National Antimicrobial Consumption: Analysis of Central Warehouses Supplies to In-Patient Care Health Facilities from 2017 to 2019 in Uganda.

Antimicrobial consumption (AMC) surveillance at global and national levels is necessary to inform relevant interventions and policies. This study analyzed central warehouse antimicrobial supplies to health facilities providing inpatient care in Uganda. We collected data on antimicrobials supplied by National Medical Stores (NMS) and Joint Medical Stores (JMS) to 442 health facilities from 2017 to 2019. Data were analyzed using the World Health Organization methodology for AMC surveillance. Total quantity of antimicrobials in defined daily dose (DDD) were determined, classified into Access, Watch, Reserve (AWaRe) and AMC density was calculated.

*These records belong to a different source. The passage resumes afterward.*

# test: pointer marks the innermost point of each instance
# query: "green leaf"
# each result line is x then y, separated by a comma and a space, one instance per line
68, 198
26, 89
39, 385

There was an increase in total DDDs distributed by NMS in 2019 by 4,166,572 DDD. In 2019, Amoxicillin (27%), Cotrimoxazole (20%), and Metronidazole (12%) were the most supplied antimicrobials by NMS while Doxycycline (10%), Amoxicillin (19%), and Metronidazole (10%) were the most supplied by JMS. The majority of antimicrobials supplied by NMS (81%) and JMS (66%) were from the Access category. Increasing antimicrobial consumption density (DDD per 100 patient days) was observed from national referral to lower-level health facilities. Except for NMS in 2019, total antimicrobials supplied by NMS and JMS remained the same from 2017 to 2019. This serves as a baseline for future assessments and monitoring of stewardship interventions.